I also use grub-btrfs + snapper + Btrfs Assistant (after having had a bad experience with TimeShift) for the peace of mind of having the snapshots available at boot. But I am aware that this introduces complexity, and I suspect this rescue system caused (with probably mistakes on my side) my only breakage of EndeavourOS beyond repair in 3 years of use now.

My question is: if I want to ditch grub in the future, what is the procedure to rollback from a snapshot if the system cannot boot properly anymore?
Is it something like renaming the @/.snapshots/XXX/snapshot as @ from a chroot?

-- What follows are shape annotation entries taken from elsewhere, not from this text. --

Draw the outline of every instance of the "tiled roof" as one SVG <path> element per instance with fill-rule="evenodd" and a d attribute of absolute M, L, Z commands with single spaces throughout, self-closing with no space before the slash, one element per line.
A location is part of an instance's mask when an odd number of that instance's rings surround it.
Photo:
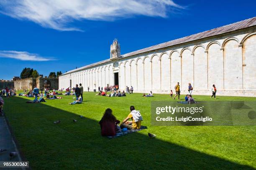
<path fill-rule="evenodd" d="M 163 48 L 168 47 L 170 47 L 178 44 L 182 44 L 185 42 L 194 41 L 195 40 L 199 40 L 202 38 L 204 38 L 207 37 L 210 37 L 215 35 L 219 35 L 220 34 L 227 33 L 231 31 L 235 31 L 236 30 L 241 30 L 243 28 L 247 28 L 256 25 L 256 17 L 253 17 L 251 18 L 249 18 L 247 20 L 243 20 L 241 21 L 238 22 L 233 24 L 229 24 L 222 27 L 219 27 L 216 28 L 214 28 L 208 31 L 204 31 L 202 32 L 198 33 L 197 34 L 193 34 L 191 35 L 189 35 L 182 38 L 179 38 L 177 39 L 172 40 L 167 42 L 164 42 L 157 45 L 154 45 L 147 48 L 139 50 L 137 51 L 135 51 L 131 52 L 129 52 L 121 55 L 121 58 L 128 57 L 137 54 L 141 54 L 143 52 L 147 52 L 150 51 L 152 51 L 161 48 Z M 68 74 L 72 72 L 78 71 L 80 70 L 84 69 L 90 67 L 97 65 L 101 64 L 104 64 L 111 60 L 110 59 L 106 60 L 99 62 L 96 62 L 90 65 L 86 65 L 75 70 L 68 71 L 63 75 Z"/>

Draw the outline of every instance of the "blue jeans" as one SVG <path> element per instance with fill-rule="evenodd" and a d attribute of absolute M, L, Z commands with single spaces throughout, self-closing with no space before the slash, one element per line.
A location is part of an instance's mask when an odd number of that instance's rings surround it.
<path fill-rule="evenodd" d="M 74 101 L 74 102 L 72 102 L 71 104 L 71 105 L 74 105 L 75 104 L 81 104 L 82 103 L 82 102 L 78 101 Z"/>

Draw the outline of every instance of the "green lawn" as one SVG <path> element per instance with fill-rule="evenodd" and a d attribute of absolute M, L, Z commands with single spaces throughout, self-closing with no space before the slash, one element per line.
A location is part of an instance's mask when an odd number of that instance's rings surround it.
<path fill-rule="evenodd" d="M 169 95 L 141 94 L 109 98 L 84 93 L 82 104 L 71 96 L 26 104 L 28 98 L 5 99 L 4 110 L 33 169 L 235 169 L 256 168 L 256 126 L 152 126 L 151 101 L 173 100 Z M 193 96 L 197 100 L 210 96 Z M 182 95 L 183 98 L 184 95 Z M 216 100 L 256 101 L 256 98 L 218 96 Z M 216 101 L 215 100 L 215 101 Z M 141 111 L 148 129 L 110 139 L 100 135 L 105 110 L 122 120 L 131 105 Z M 78 115 L 83 115 L 81 119 Z M 72 120 L 78 122 L 74 123 Z M 61 122 L 53 122 L 60 120 Z M 151 139 L 148 132 L 157 137 Z"/>

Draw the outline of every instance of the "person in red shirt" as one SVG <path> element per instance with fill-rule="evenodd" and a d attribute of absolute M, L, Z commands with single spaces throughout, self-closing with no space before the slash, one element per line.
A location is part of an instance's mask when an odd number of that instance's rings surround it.
<path fill-rule="evenodd" d="M 112 114 L 112 110 L 110 108 L 106 109 L 101 120 L 99 122 L 100 125 L 101 135 L 103 136 L 113 136 L 118 131 L 117 125 L 120 121 L 117 120 Z"/>
<path fill-rule="evenodd" d="M 213 96 L 214 96 L 214 99 L 216 99 L 216 92 L 217 92 L 217 89 L 215 85 L 212 85 L 212 95 L 211 96 L 211 98 L 212 98 Z"/>

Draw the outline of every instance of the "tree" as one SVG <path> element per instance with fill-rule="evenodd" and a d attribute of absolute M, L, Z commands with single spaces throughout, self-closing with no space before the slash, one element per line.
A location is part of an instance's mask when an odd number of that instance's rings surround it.
<path fill-rule="evenodd" d="M 61 75 L 62 74 L 62 73 L 61 72 L 61 71 L 57 71 L 57 76 L 59 76 L 59 75 Z"/>
<path fill-rule="evenodd" d="M 56 77 L 56 73 L 55 73 L 55 72 L 51 72 L 50 74 L 49 74 L 48 78 L 53 77 Z"/>
<path fill-rule="evenodd" d="M 28 78 L 31 77 L 32 75 L 32 73 L 33 72 L 33 69 L 32 71 L 31 72 L 31 69 L 30 68 L 25 68 L 20 73 L 20 78 Z"/>
<path fill-rule="evenodd" d="M 32 76 L 33 78 L 37 78 L 39 76 L 39 74 L 36 70 L 35 70 L 32 73 Z"/>
<path fill-rule="evenodd" d="M 36 78 L 39 76 L 39 73 L 36 70 L 34 70 L 33 68 L 25 68 L 20 73 L 20 78 Z"/>

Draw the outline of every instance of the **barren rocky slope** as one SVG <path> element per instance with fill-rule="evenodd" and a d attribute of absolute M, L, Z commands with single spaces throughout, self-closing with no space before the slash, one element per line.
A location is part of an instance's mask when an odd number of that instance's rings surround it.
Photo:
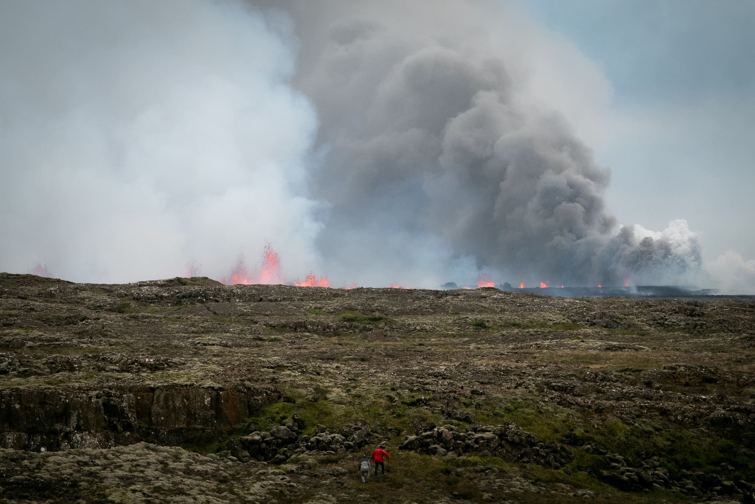
<path fill-rule="evenodd" d="M 0 502 L 749 502 L 753 346 L 737 300 L 0 274 Z"/>

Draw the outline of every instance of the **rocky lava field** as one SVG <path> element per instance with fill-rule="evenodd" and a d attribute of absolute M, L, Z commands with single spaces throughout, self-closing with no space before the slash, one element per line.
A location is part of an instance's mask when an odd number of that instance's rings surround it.
<path fill-rule="evenodd" d="M 0 502 L 749 502 L 753 357 L 748 300 L 2 273 Z"/>

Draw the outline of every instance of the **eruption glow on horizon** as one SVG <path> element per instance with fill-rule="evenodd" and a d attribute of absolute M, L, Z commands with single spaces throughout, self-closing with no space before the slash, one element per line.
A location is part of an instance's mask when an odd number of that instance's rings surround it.
<path fill-rule="evenodd" d="M 713 278 L 685 220 L 614 217 L 609 168 L 550 98 L 597 67 L 507 2 L 26 0 L 0 4 L 0 270 L 131 281 L 196 276 L 196 257 L 226 284 Z M 262 237 L 278 250 L 229 274 Z M 310 273 L 286 277 L 282 257 Z M 753 265 L 731 252 L 711 271 L 755 291 Z"/>

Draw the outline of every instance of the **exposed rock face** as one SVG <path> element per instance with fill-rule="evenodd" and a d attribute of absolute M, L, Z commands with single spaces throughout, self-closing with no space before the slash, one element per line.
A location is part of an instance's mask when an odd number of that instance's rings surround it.
<path fill-rule="evenodd" d="M 430 455 L 474 453 L 498 456 L 507 462 L 536 463 L 558 469 L 572 457 L 558 443 L 542 441 L 516 424 L 470 426 L 466 432 L 443 426 L 407 437 L 399 447 Z"/>
<path fill-rule="evenodd" d="M 735 299 L 0 273 L 0 504 L 750 502 L 753 341 Z"/>
<path fill-rule="evenodd" d="M 0 446 L 54 451 L 140 441 L 207 444 L 279 398 L 275 389 L 245 386 L 0 390 Z"/>

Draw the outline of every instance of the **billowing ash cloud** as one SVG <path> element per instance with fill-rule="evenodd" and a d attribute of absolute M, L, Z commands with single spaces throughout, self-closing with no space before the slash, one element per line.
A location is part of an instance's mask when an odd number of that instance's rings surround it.
<path fill-rule="evenodd" d="M 288 6 L 302 38 L 295 82 L 327 149 L 323 255 L 410 278 L 466 260 L 512 281 L 572 284 L 657 284 L 699 269 L 685 221 L 659 233 L 618 226 L 603 198 L 609 170 L 526 94 L 517 47 L 532 35 L 494 39 L 481 24 L 493 8 L 479 5 Z M 495 13 L 501 31 L 514 14 Z"/>
<path fill-rule="evenodd" d="M 220 278 L 266 238 L 317 268 L 291 30 L 241 2 L 0 3 L 0 270 Z"/>
<path fill-rule="evenodd" d="M 270 241 L 334 286 L 688 281 L 686 221 L 606 209 L 557 112 L 599 72 L 546 38 L 498 2 L 0 4 L 0 270 L 220 278 Z"/>

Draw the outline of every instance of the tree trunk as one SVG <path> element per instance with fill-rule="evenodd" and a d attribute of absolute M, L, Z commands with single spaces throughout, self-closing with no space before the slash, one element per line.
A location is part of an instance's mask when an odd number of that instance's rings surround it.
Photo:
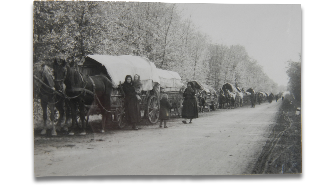
<path fill-rule="evenodd" d="M 167 45 L 167 35 L 168 35 L 168 31 L 169 29 L 169 27 L 170 26 L 170 24 L 172 23 L 172 20 L 173 19 L 173 11 L 174 9 L 174 7 L 175 6 L 175 3 L 173 5 L 173 8 L 172 8 L 172 12 L 170 15 L 170 20 L 169 20 L 169 23 L 168 24 L 168 27 L 167 28 L 167 30 L 166 31 L 166 34 L 165 36 L 165 43 L 164 44 L 163 53 L 162 54 L 162 61 L 161 62 L 161 67 L 162 67 L 162 65 L 164 64 L 165 61 L 165 55 L 166 54 L 166 47 Z"/>

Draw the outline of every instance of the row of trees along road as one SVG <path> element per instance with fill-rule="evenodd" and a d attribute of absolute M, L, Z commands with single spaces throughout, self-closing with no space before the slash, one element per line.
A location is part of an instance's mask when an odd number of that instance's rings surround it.
<path fill-rule="evenodd" d="M 299 61 L 289 61 L 287 67 L 287 74 L 289 79 L 288 88 L 290 93 L 293 95 L 296 101 L 301 103 L 302 54 L 299 53 Z M 300 103 L 299 104 L 300 105 Z"/>
<path fill-rule="evenodd" d="M 175 3 L 34 2 L 34 63 L 77 64 L 92 54 L 147 57 L 218 90 L 225 82 L 278 92 L 277 84 L 240 45 L 211 43 Z"/>

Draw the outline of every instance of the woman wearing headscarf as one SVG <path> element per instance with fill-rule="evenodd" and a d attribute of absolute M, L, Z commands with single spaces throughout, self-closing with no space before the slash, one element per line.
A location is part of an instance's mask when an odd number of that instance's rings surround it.
<path fill-rule="evenodd" d="M 136 96 L 138 100 L 140 100 L 140 97 L 139 95 L 142 92 L 143 89 L 143 84 L 142 83 L 142 81 L 140 80 L 140 76 L 138 74 L 135 75 L 133 77 L 133 81 L 132 81 L 132 85 L 135 88 L 135 91 L 137 93 L 137 95 Z"/>
<path fill-rule="evenodd" d="M 138 100 L 136 97 L 137 93 L 133 85 L 132 77 L 130 75 L 125 77 L 125 80 L 122 84 L 122 89 L 125 94 L 124 107 L 125 119 L 128 122 L 132 124 L 132 129 L 137 131 L 137 124 L 140 119 L 140 110 Z"/>
<path fill-rule="evenodd" d="M 198 118 L 198 111 L 197 108 L 197 103 L 195 98 L 196 89 L 194 88 L 194 84 L 191 81 L 187 84 L 188 87 L 186 88 L 182 95 L 184 98 L 182 107 L 182 118 L 184 120 L 182 121 L 183 123 L 187 123 L 187 119 L 190 119 L 189 123 L 192 123 L 192 119 Z"/>

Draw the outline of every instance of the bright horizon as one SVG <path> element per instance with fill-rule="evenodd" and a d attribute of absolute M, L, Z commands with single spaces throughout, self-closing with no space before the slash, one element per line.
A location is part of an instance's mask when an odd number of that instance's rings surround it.
<path fill-rule="evenodd" d="M 285 62 L 299 61 L 301 51 L 301 5 L 176 4 L 212 43 L 244 46 L 271 79 L 287 85 Z"/>

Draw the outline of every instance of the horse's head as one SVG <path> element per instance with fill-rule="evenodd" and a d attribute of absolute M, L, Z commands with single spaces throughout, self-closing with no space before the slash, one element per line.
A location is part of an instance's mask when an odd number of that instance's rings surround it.
<path fill-rule="evenodd" d="M 220 89 L 220 90 L 219 91 L 219 97 L 225 97 L 225 95 L 224 94 L 224 91 L 221 88 Z"/>
<path fill-rule="evenodd" d="M 60 90 L 66 78 L 67 73 L 67 67 L 66 61 L 62 60 L 61 64 L 58 63 L 58 60 L 56 59 L 53 61 L 53 75 L 54 76 L 54 87 L 57 90 Z"/>
<path fill-rule="evenodd" d="M 52 71 L 47 65 L 44 66 L 43 69 L 44 79 L 43 82 L 52 89 L 54 89 L 54 83 L 52 76 Z"/>
<path fill-rule="evenodd" d="M 224 91 L 224 92 L 225 93 L 225 96 L 227 99 L 231 99 L 231 98 L 232 98 L 232 93 L 228 90 L 228 89 L 226 89 Z"/>

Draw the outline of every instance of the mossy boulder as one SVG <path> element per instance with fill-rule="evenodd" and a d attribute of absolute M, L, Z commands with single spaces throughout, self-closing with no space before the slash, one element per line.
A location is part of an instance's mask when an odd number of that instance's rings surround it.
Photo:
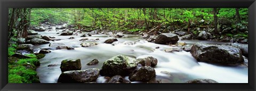
<path fill-rule="evenodd" d="M 61 61 L 60 69 L 61 72 L 81 70 L 82 65 L 80 59 L 67 59 Z"/>
<path fill-rule="evenodd" d="M 101 76 L 127 76 L 136 68 L 136 59 L 122 55 L 106 60 L 100 70 Z"/>
<path fill-rule="evenodd" d="M 84 70 L 65 71 L 60 75 L 58 80 L 62 83 L 84 83 L 93 82 L 97 79 L 100 75 L 97 68 L 91 68 Z"/>

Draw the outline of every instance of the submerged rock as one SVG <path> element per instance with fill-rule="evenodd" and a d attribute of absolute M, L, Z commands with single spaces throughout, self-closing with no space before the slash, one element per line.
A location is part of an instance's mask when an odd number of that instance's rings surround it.
<path fill-rule="evenodd" d="M 170 43 L 175 44 L 179 40 L 178 36 L 171 33 L 162 33 L 159 35 L 155 42 L 156 44 L 165 44 Z"/>
<path fill-rule="evenodd" d="M 243 62 L 242 51 L 225 45 L 195 44 L 191 48 L 192 56 L 198 61 L 219 63 L 223 64 Z"/>
<path fill-rule="evenodd" d="M 67 59 L 61 61 L 60 69 L 61 72 L 81 70 L 81 61 L 80 59 Z"/>
<path fill-rule="evenodd" d="M 147 57 L 144 59 L 137 60 L 139 63 L 143 66 L 148 66 L 154 67 L 157 64 L 157 59 L 152 56 Z"/>
<path fill-rule="evenodd" d="M 97 68 L 87 69 L 84 70 L 65 71 L 60 75 L 58 82 L 84 83 L 93 82 L 97 79 L 100 72 Z"/>
<path fill-rule="evenodd" d="M 89 63 L 87 63 L 86 64 L 88 65 L 95 65 L 99 63 L 99 61 L 98 61 L 97 59 L 93 59 L 92 60 L 91 62 Z"/>
<path fill-rule="evenodd" d="M 100 70 L 101 76 L 127 76 L 137 66 L 136 59 L 118 55 L 106 60 Z"/>
<path fill-rule="evenodd" d="M 196 79 L 189 80 L 186 83 L 218 83 L 217 81 L 210 79 Z"/>
<path fill-rule="evenodd" d="M 138 70 L 134 70 L 129 76 L 131 81 L 147 81 L 156 77 L 156 71 L 151 67 L 142 67 Z"/>
<path fill-rule="evenodd" d="M 112 44 L 116 41 L 118 41 L 118 40 L 116 38 L 108 39 L 105 40 L 105 42 L 104 42 L 104 43 Z"/>

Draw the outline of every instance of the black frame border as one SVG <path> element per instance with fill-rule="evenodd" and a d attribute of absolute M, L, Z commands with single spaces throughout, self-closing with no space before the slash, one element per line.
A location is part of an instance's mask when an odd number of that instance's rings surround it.
<path fill-rule="evenodd" d="M 1 90 L 255 90 L 255 0 L 1 0 Z M 8 84 L 9 8 L 244 7 L 249 9 L 248 84 Z"/>

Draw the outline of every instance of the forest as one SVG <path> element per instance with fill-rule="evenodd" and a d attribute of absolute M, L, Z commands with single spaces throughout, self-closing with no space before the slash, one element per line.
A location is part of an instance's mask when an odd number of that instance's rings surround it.
<path fill-rule="evenodd" d="M 10 83 L 248 82 L 246 8 L 9 11 Z"/>

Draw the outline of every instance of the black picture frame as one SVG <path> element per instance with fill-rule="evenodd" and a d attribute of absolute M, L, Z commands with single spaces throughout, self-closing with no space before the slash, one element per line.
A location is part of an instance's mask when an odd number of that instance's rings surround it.
<path fill-rule="evenodd" d="M 1 0 L 1 90 L 255 90 L 255 0 Z M 247 84 L 8 84 L 9 8 L 22 7 L 244 7 L 249 9 Z"/>

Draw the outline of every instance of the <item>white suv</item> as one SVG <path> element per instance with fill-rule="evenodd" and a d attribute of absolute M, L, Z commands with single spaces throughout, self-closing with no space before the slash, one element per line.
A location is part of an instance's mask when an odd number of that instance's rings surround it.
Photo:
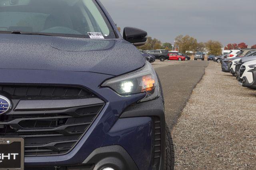
<path fill-rule="evenodd" d="M 254 70 L 256 67 L 256 60 L 248 61 L 242 64 L 240 67 L 237 75 L 238 80 L 241 85 L 245 83 L 250 84 L 253 82 L 253 74 L 250 71 Z"/>

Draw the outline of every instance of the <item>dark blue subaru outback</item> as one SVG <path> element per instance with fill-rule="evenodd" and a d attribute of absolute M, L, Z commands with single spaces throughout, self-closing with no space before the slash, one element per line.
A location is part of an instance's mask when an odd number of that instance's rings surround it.
<path fill-rule="evenodd" d="M 174 168 L 146 32 L 98 0 L 0 0 L 0 169 Z"/>

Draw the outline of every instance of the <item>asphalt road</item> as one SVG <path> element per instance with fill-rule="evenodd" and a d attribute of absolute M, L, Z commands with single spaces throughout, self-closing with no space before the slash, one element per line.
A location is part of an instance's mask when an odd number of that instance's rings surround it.
<path fill-rule="evenodd" d="M 157 61 L 152 64 L 163 87 L 166 121 L 171 129 L 208 64 L 208 61 Z"/>

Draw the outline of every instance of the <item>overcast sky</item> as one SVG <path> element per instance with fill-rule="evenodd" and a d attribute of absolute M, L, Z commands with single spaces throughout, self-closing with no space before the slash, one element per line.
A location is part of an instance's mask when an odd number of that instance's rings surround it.
<path fill-rule="evenodd" d="M 256 44 L 256 0 L 101 0 L 118 26 L 138 27 L 162 43 L 188 35 L 198 42 Z"/>

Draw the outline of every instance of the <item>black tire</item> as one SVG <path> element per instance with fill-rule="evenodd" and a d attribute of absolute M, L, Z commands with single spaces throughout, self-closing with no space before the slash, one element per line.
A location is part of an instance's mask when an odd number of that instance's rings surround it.
<path fill-rule="evenodd" d="M 172 138 L 167 125 L 166 124 L 166 149 L 164 158 L 165 170 L 173 170 L 174 169 L 174 149 Z"/>
<path fill-rule="evenodd" d="M 159 60 L 160 60 L 160 61 L 164 61 L 165 59 L 163 57 L 161 57 L 159 58 Z"/>

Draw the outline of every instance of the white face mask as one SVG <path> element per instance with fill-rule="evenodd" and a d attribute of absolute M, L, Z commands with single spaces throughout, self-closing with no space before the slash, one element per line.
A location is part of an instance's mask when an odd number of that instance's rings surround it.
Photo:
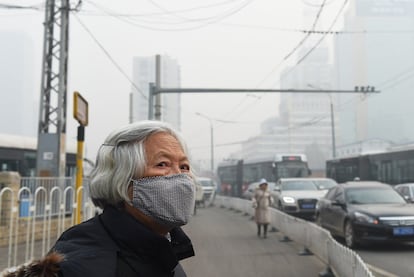
<path fill-rule="evenodd" d="M 195 205 L 195 185 L 188 174 L 132 180 L 132 205 L 169 228 L 188 223 Z"/>

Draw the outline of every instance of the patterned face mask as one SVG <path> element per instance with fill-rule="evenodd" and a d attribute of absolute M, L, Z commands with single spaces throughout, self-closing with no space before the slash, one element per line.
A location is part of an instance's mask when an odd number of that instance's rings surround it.
<path fill-rule="evenodd" d="M 132 205 L 168 228 L 188 223 L 195 205 L 195 185 L 188 174 L 132 180 Z"/>

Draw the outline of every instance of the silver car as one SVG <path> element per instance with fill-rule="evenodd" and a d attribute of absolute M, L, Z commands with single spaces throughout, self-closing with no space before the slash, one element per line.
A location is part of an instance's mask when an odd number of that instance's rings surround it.
<path fill-rule="evenodd" d="M 414 183 L 399 184 L 394 189 L 408 202 L 414 202 Z"/>
<path fill-rule="evenodd" d="M 274 206 L 293 216 L 313 219 L 316 203 L 325 194 L 308 178 L 281 178 L 271 192 Z"/>

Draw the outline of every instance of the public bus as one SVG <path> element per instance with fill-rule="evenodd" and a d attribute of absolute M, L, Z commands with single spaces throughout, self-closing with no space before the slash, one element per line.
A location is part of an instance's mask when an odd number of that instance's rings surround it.
<path fill-rule="evenodd" d="M 241 197 L 248 184 L 265 178 L 308 177 L 311 171 L 304 154 L 275 154 L 269 158 L 226 160 L 217 167 L 221 193 Z"/>
<path fill-rule="evenodd" d="M 0 171 L 16 171 L 22 177 L 36 175 L 37 138 L 0 135 Z M 66 150 L 66 176 L 76 173 L 76 145 Z"/>
<path fill-rule="evenodd" d="M 338 183 L 380 181 L 395 185 L 414 182 L 414 145 L 326 161 L 326 176 Z"/>

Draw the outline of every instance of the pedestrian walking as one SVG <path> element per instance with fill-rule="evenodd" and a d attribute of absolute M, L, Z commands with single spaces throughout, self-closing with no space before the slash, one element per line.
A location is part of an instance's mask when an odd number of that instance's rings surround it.
<path fill-rule="evenodd" d="M 259 187 L 255 190 L 252 205 L 255 208 L 254 219 L 257 224 L 257 236 L 261 236 L 263 227 L 263 238 L 267 237 L 267 230 L 270 223 L 270 206 L 273 204 L 273 197 L 267 190 L 266 179 L 260 179 Z"/>

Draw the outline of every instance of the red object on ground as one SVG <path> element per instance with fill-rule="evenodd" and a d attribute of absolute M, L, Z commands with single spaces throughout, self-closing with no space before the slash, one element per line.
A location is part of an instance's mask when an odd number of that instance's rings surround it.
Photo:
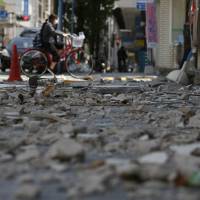
<path fill-rule="evenodd" d="M 17 46 L 14 44 L 12 48 L 13 48 L 12 58 L 11 58 L 10 73 L 9 73 L 8 81 L 22 81 L 22 78 L 20 76 Z"/>

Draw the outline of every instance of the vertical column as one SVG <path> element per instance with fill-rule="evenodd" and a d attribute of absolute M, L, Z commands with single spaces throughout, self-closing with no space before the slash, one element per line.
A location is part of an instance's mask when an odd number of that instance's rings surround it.
<path fill-rule="evenodd" d="M 59 0 L 58 2 L 58 30 L 62 30 L 63 28 L 63 0 Z"/>

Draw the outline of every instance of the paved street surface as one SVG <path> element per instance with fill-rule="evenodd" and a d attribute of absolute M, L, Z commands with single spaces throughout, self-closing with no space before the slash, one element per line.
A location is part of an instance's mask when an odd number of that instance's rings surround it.
<path fill-rule="evenodd" d="M 0 199 L 199 200 L 199 86 L 0 79 Z"/>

I’m also using grub with btrfs, btrfs-assistant, snapper-support btrfs-maintenance and grub-btrfs. I like the way it works even though i may not have an in-depth knowledge of everything. I use it and i can boot into a snapshot and i can roll back to a previous snapshot. I have no intention of switching to systemd-boot because i have no issues using grub. I don’t use timeshift and never have although i have tried it briefly to see how it looks and works. I’m not sure what the procedure for rolling back on systemd-boot is other than through btrfs-assistant. If it can’t boot I think you can arch-chroot on the live ISO and do it. I think @dalto can answer this question the best.

If your system is bootable and you want to rollback:

  1. Mount the root of your btrfs partition
  2. Rename @ to @-old
  3. Take a snapshot of the snapshot you want to restore to @
  4. Move any nested subvolumes of @-old into @
  5. arch-chroot into @
  6. Run reinstall-kernels
  7. Exit the chroot
  8. Reboot

It is worth noting that Btrfs Assistant can do steps 1-4 for you via a GUI if you prefer.

If your system is not bootable, boot off an ISO and then follow the above steps.